This is the first in a series of posts that follow a list of Practical Applications for the Spring, 2018 Special Edition of Field Notes, West Coast Series. You can read the suggested Practical Applications for each edition on the rear inside of the cover. It is a salutary exercise to to actually try each suggested use! I am using them as “writing prompts”.
My “road” is the Burke Gilman pedestrian and bicycle trail which extends from Ballard in Seattle to Redmond, WA. When not riding the bus on Sand point Way, I ride it to volunteer on the student Farm, shopping, visit friends along the way, attend classes and meetings at the University of Washington. Up north on Lake Washington near where I live, I walk on a shaded part of the trail often. Today I saw:
1. A stick fence woven from fallen branches, to the other side a patch of pretty bluebells.
2. Mounted on one of the branches that make up the fence was a small garden gnome. Lucky I stopped to appreciate the bluebells, otherwise I wouldn’t have noticed it’s eccentric placement. You just have to stop and wait until these small details separate themselves from the visual clutter all around you.
3. Lower than the walking surface of the trail, clear water was flowing out of a concrete pipe. Because of a field trip I made years ago, I know this is the water of Thornton Creek. The creek flows from a small pond near the I-5 Freeway and on the “other” side of a classic American Shopping Mall. There have been efforts over the years to daylight the creek in as many neighborhoods as possible. Where I am walking today, the creek is re-emerging from beneath a sloping hillside. The water follows a course from here to Matthews Beach and Lake Washington.

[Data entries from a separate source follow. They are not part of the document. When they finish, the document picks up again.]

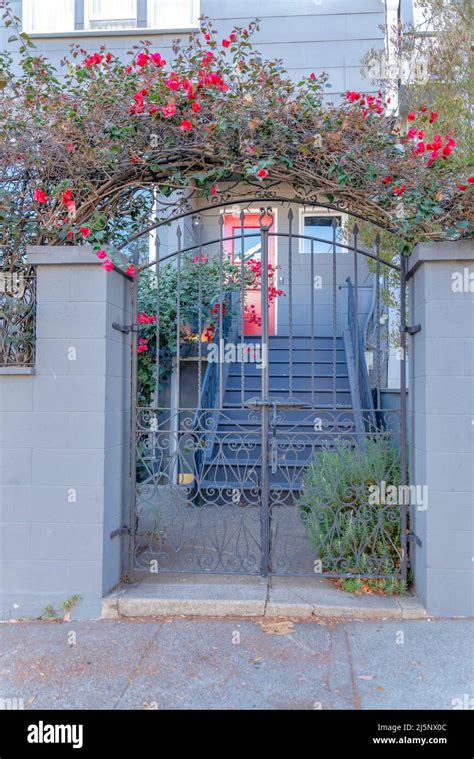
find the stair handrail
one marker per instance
(205, 417)
(362, 399)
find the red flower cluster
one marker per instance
(368, 102)
(144, 318)
(93, 60)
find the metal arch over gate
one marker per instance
(270, 357)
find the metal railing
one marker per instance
(18, 317)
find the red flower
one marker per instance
(94, 59)
(143, 318)
(173, 82)
(66, 197)
(39, 196)
(169, 110)
(352, 96)
(447, 150)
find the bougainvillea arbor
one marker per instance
(82, 148)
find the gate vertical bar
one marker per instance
(312, 324)
(378, 315)
(403, 414)
(356, 303)
(132, 517)
(290, 301)
(265, 495)
(221, 311)
(334, 312)
(243, 355)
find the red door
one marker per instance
(252, 251)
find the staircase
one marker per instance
(318, 411)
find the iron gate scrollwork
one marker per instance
(266, 389)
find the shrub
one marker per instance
(349, 533)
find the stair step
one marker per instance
(298, 342)
(281, 384)
(320, 398)
(280, 369)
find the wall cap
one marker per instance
(440, 251)
(68, 255)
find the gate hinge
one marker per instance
(125, 328)
(124, 530)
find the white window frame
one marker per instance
(88, 17)
(153, 23)
(27, 20)
(318, 211)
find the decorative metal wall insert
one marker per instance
(17, 316)
(261, 437)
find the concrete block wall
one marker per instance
(441, 279)
(64, 441)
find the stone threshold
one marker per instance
(244, 596)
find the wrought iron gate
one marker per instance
(239, 447)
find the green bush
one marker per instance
(348, 532)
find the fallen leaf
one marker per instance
(285, 627)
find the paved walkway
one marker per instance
(179, 663)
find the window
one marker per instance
(110, 14)
(319, 226)
(48, 15)
(172, 14)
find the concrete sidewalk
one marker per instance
(258, 663)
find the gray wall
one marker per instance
(441, 426)
(309, 35)
(64, 441)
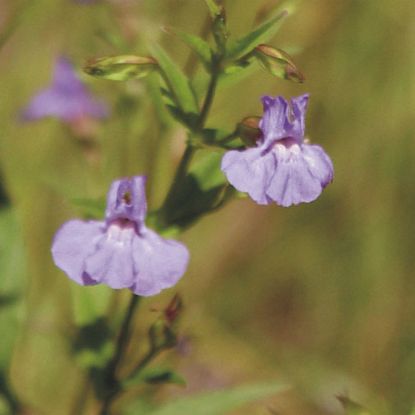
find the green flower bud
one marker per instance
(278, 63)
(248, 130)
(161, 335)
(121, 68)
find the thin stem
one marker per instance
(111, 378)
(209, 98)
(190, 149)
(151, 354)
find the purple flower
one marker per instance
(282, 167)
(67, 98)
(120, 251)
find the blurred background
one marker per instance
(320, 295)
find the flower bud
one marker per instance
(278, 63)
(248, 130)
(173, 310)
(121, 68)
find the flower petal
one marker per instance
(159, 263)
(112, 261)
(293, 181)
(273, 121)
(73, 242)
(250, 171)
(299, 108)
(127, 200)
(67, 98)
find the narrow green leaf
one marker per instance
(156, 376)
(278, 63)
(260, 35)
(188, 119)
(214, 9)
(90, 208)
(220, 402)
(197, 44)
(176, 81)
(203, 190)
(12, 271)
(121, 68)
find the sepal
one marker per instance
(121, 68)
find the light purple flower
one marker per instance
(121, 251)
(67, 98)
(283, 167)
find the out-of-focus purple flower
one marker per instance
(120, 251)
(283, 167)
(67, 98)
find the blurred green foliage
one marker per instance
(320, 295)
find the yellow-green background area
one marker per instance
(321, 295)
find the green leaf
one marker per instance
(214, 9)
(121, 68)
(156, 376)
(177, 81)
(260, 35)
(90, 208)
(187, 119)
(203, 190)
(278, 63)
(198, 45)
(351, 407)
(220, 402)
(12, 271)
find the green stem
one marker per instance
(188, 154)
(208, 99)
(151, 354)
(111, 378)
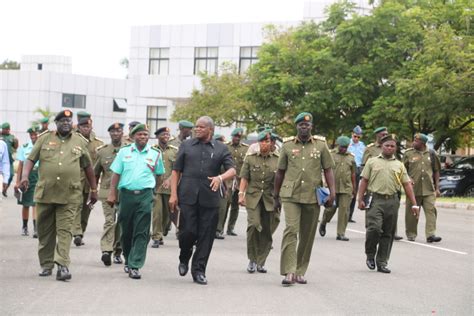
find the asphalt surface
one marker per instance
(426, 279)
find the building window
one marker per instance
(159, 61)
(205, 59)
(248, 57)
(74, 101)
(155, 117)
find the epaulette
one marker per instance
(318, 137)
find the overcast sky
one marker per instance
(96, 33)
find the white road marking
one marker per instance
(418, 244)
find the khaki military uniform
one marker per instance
(385, 177)
(161, 221)
(260, 173)
(345, 167)
(303, 164)
(421, 168)
(83, 211)
(238, 154)
(58, 193)
(110, 239)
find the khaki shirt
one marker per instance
(303, 163)
(260, 173)
(345, 166)
(169, 157)
(61, 162)
(105, 156)
(420, 170)
(385, 176)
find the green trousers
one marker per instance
(343, 201)
(134, 219)
(298, 236)
(110, 239)
(381, 224)
(54, 222)
(259, 233)
(81, 217)
(411, 222)
(161, 221)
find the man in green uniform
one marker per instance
(423, 167)
(344, 175)
(110, 240)
(135, 170)
(185, 131)
(82, 215)
(12, 144)
(302, 159)
(237, 150)
(383, 176)
(161, 221)
(62, 154)
(255, 192)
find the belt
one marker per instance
(135, 192)
(385, 196)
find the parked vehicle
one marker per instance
(459, 179)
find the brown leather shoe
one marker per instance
(300, 279)
(288, 280)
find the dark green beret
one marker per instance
(115, 126)
(304, 117)
(237, 132)
(162, 130)
(380, 129)
(185, 124)
(139, 128)
(422, 137)
(62, 114)
(343, 141)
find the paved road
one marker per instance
(425, 279)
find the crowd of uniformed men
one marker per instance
(196, 182)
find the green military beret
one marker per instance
(237, 132)
(62, 114)
(264, 135)
(304, 116)
(421, 137)
(380, 129)
(139, 128)
(343, 141)
(115, 126)
(185, 124)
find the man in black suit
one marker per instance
(197, 170)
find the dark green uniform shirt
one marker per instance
(420, 169)
(260, 173)
(303, 163)
(61, 162)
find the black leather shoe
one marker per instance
(118, 260)
(183, 268)
(106, 258)
(251, 267)
(370, 264)
(433, 239)
(200, 279)
(134, 274)
(63, 273)
(383, 269)
(322, 229)
(45, 272)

4. On the corner where the trail crosses a street one of those “Drop Off and Pick Up Where You Are” rental bikes are poised on it’s kickstand just in case a trail user needs it. They are $1 for 30 minutes of riding. This simple one speed bike actually requires a lot of technology to use. To start riding I download a small software app to my smartphone. To unlock the bike, I point the software app (which uses the camera on your smartphone) at a QR code that identifies the bike. Then I mount the bike and ride. The company owning the bike tracks the bike’s location using GPS satellites. At the end of my ride you I physically move a lever to lock the the rear wheel of the bike again. After that, my bank account is debited! I just put the kickstand down where I am, and leave. There are bikes to be found all over the place!